Domain II of these PLTs, denoted by the blue underline in Fig. 1a, showed a highly conserved organization consisting of a six α-helices bundle followed by two β-strands (formerly described as domain Ib) that sits at the centre of the toxin and complements the domain I core β-sandwich leading into domain III (Fig. 2). Interestingly, a search on the DALI server20 for structural homologues of domain II shows that the closest folds only present limited similarity (Z-score ≤ 5) and seem to be mostly involved in DNA-binding, such as the single chain Integration Host Factor protein (scIHF2; PDB 2IIE, with a Z-score of 5.1 and RMSD of 3.0 Å over 70 aligned residues) or the chromosomal replication initiator protein dnaA (PDB 1L8Q with a Z-score of 4.8 and RMSD of 3.5 Å over 72 aligned residues).

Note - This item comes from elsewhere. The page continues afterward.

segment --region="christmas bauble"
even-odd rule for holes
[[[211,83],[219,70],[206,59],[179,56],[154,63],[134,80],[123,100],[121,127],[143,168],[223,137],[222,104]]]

This region of PE is critical for its secretion from the bacterium26, and for cell membrane translocation of the furin-processed portion of the toxin that reaches the host cytoplasm as a trafficking outcome in non-polarized cells, following RME27. At present, molecular details of these events are not fully understood so it is unclear if these are distinct or related processes, with one occurring in the bacterium and the other in a host cell. Endoproteolytic activation of PE by furin into a di-chain fragment is necessary for cytoplasmic delivery of the ADP ribosylating activity9. Following furin cleavage, the catalytic C-terminal region remains associated with the N-terminal region via a conserved disulphide bridge that is reduced downstream of the endocytic pathway with the help of protein disulphide-isomerase28. Furin is ubiquitously expressed as a type-I transmembrane protein present in various cell compartments and involved in intracellular endosomal trafficking and the trans-Golgi network29. In the case of PE, furin cleavage occurs preferentially at acidic pH in vitro, reflecting endosome conditions (pH < 5.5) in a non-polarized host cell where cleavage is believed to occur in vivo30. The furin consensus sequence RxPR was strictly conserved in all PLTs, starting at position 276 of PE with x in this sequence being restricted to the amino acids K, Q, or H across the family members (Fig. 1a).

Previous studies suggested that PE might undergo conformational changes at acidic pH, which could in turn promote its presentation to furin30,31. Interestingly, crystals of the PLTs described here were obtained over a pH range of 5.5–7.0, hinting that the overall structure is unlikely to change significantly in slightly acidic conditions. Since furin efficiency can be modulated by its interactions with the substrate protein in areas adjacent to this consensus site32, local pH may affect the protonation state of furin recognition elements of these PLTs. We tested this possibility by examining PLT cleavage by human furin under mild reducing conditions in studies performed at pH 7.0 or pH 5.5 (Fig. 4a, b). In comparable conditions, Hmx and Jlx appeared to be more readily cleaved by human furin, with Ahx and Spx the slowest, and PE, Chx, Cfx, and Sfx being intermediate at pH 5.5. As expected, PE was more readily cleaved under acidic but not neutral conditions30, a trend that could be observed for most PLTs, with the notable exception of Sfx, which was significantly cleaved by furin at pH 7.0. Remarkably, we could not detect any substantial activation of Ahx in vitro, whereas Hmx and Jlx demonstrated a greater susceptibility to furin. Variation in the level of cleavage despite strong conservation of the consensus furin-recognition motif and the similar accessibility to this site in all PLT structures suggest that other elements might be at play in mediating the furin-toxin interaction. Analysis of the structure and sequence of PLTs hints at a potential role for a loop of domain I, which presents interesting differences in a 3-residue segment in the vicinity of the consensus motif (Figs. 1 and 4c–g). In particular, Hmx and Jlx contain a ‘KDA’ sequence with a unique lysine, whereas the presence of a negatively charged residue at this position in other toxins correlates with weaker furin activation. Remarkably, the corresponding loop in Sfx presents a more neutral ‘GGT’ sequence, that may favour furin cleavage at neutral pH. This secondary site may play a role in stabilizing the activation loop for presentation to furin, or interact directly with the protease. In addition, PE and Chx are known to interact with a number of intermediate receptors that guide them through complex intracellular pathways24, it may thus not be excluded that other proteins might mediate the timing and presentation of PMTs to furin for activation.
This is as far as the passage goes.